Reste cependant que si on se marie moins, l'arbre ne doit pas cacher la forêt. Le plus souvent, on se marie et les enfants naissent majoritairement de parents mariés. La nuptialité pour la génération née après 1955 reste autour de 78% pour les hommes et de 84 % pour les femmes.

2- La fragilisation des couples.

Les unions sont moins stables que par le passé. L'augmentation des divorces n'est pas un fait en soi nouveau. Les divorces ont augmenté régulièrement et lentement depuis la loi de 1884, mis à part les immédiats après-guerre

                        - 1900 :       7.437 divorces

                        - 1910 :    13.466

                        - 1920 :    33.270

                        - 1930 :    22.372

                        - 1940 :    12.199

                        - 1950 :    33.122

                        - 1960 :    28.581

L'important est bien que jusqu'aux années 60, le divorce était un passage vers le remariage. 60 % des divorcés convolaient alors en deuxièmes noces, le phénomène étant en moyenne plus net pour les hommes que pour les femmes.  Ces chiffres confirment que jusqu'à une période récente le divorce là encore n'était pas une contestation de principe du mariage.

L'augmentation des divorces s'accélère dans le milieu des années 1960 : le cap des 10 divorces pour 100 mariages est dépassé en 1964, celui des 20 divorces en 1977 et celui des 30 en 1985.

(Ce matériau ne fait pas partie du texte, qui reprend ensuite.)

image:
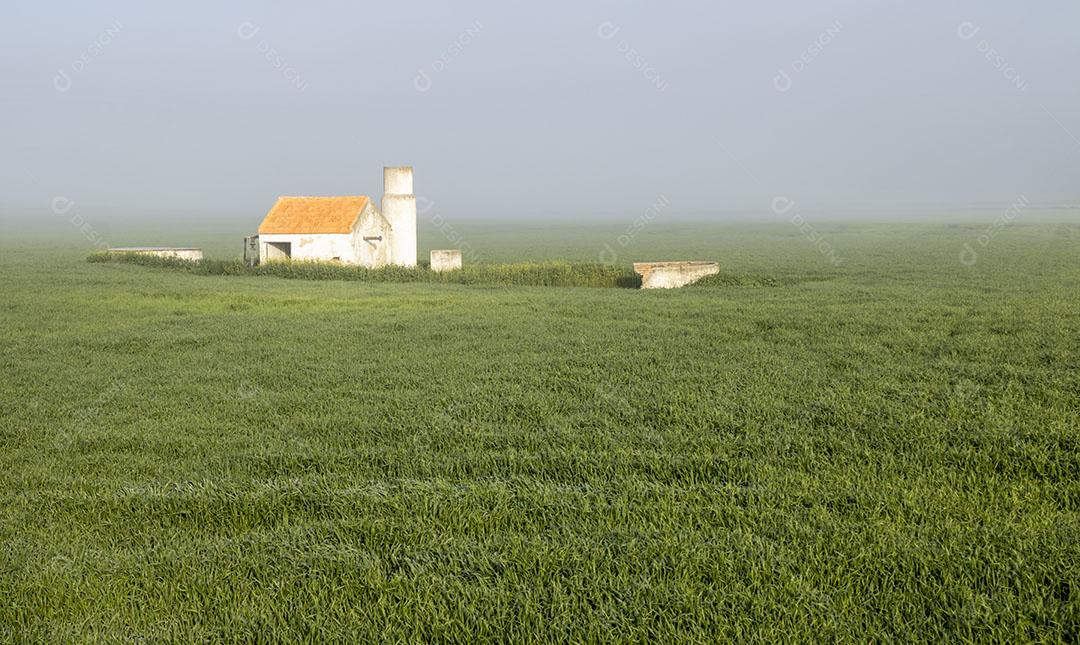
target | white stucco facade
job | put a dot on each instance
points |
(376, 238)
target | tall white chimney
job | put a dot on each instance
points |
(399, 207)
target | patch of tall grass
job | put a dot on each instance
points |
(547, 273)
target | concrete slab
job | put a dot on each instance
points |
(674, 273)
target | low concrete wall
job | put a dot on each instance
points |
(446, 259)
(188, 254)
(670, 274)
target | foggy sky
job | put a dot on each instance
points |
(515, 109)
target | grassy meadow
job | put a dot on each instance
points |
(886, 448)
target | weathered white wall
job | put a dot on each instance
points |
(372, 252)
(400, 211)
(397, 179)
(321, 246)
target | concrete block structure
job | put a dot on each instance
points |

1970               1972               1981               1985                1988

37.447                        44.738                        87.615                        107.505            106 096

Apparemment, un mariage consacré aujourd'hui a une "chance" sur trois de se dissoudre par le divorce. A Paris et à Toulouse (sans qu'on s'explique rationnellement cette deuxième spécificité), la proportion monte à un pour deux.

Pourtant ce chiffre que l'on retrouve fréquemment dans la grande presse est trompeur car en réalité, aucun groupe effectif de mariés n'a enregistré à ce jour plus de 16 % de divorces, chiffre atteint par les couples formés il y a 15-20 ans, vers 1970. La plus grande fragilité des couples est certaine, mais moindre qu'on ne l'avance.

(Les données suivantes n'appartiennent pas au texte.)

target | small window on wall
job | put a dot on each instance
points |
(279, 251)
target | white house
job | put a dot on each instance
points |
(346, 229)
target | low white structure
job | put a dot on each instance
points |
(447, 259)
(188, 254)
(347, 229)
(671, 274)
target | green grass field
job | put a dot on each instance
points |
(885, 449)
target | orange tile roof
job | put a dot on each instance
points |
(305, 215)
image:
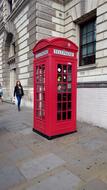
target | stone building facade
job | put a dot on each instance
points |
(23, 23)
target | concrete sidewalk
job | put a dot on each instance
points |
(30, 162)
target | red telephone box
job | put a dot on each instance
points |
(55, 82)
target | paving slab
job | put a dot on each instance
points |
(10, 176)
(95, 184)
(36, 167)
(36, 162)
(61, 181)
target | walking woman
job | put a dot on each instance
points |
(18, 92)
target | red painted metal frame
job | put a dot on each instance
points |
(50, 126)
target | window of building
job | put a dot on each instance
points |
(88, 42)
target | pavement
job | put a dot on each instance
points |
(28, 161)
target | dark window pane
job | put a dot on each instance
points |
(88, 43)
(64, 69)
(59, 68)
(59, 78)
(69, 97)
(59, 87)
(64, 87)
(69, 87)
(69, 77)
(69, 114)
(59, 97)
(58, 115)
(69, 105)
(63, 115)
(64, 97)
(59, 106)
(69, 68)
(64, 106)
(64, 78)
(37, 70)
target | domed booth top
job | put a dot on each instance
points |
(55, 79)
(55, 42)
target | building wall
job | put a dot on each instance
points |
(33, 20)
(1, 57)
(92, 93)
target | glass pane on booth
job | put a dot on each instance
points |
(64, 91)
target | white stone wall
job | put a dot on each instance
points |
(21, 23)
(101, 37)
(1, 57)
(92, 106)
(91, 102)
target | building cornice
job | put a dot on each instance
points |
(18, 7)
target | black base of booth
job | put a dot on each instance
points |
(52, 137)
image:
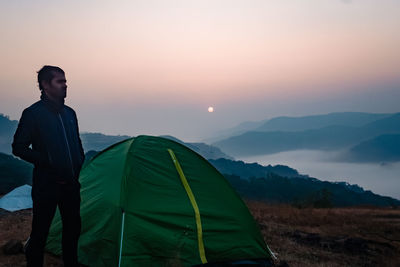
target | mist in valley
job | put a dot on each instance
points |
(380, 178)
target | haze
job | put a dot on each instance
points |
(380, 178)
(154, 67)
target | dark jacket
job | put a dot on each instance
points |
(48, 137)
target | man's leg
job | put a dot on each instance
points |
(70, 215)
(44, 207)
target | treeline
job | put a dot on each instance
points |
(306, 192)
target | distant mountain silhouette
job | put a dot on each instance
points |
(327, 138)
(289, 124)
(307, 192)
(207, 151)
(247, 170)
(384, 148)
(260, 183)
(99, 141)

Par ailleurs, et cette donnée est essentielle, le remariage recule pour la première fois au cours des années 1970 et depuis. On est désormais à 40 remariages pour 100 divorces. Le développement de la cohabitation sans mariage prend peut être même plus d'importance encore chez les divorcés récents que chez les jeunes gens et les jeunes filles. Là apparaît bien la contestation de l'institution matrimoniale.

Autre constat essentiel : le divorce intervient plus tôt que par le passé. En moyenne, pour les dernières générations, il se situe après 5 à 6 ans de vie commune. Les enfants concernés par le divorce de leurs parents sont plus fréquemment en bas-âge. L'organisation de l'après-séparation n'en est pas facilitée.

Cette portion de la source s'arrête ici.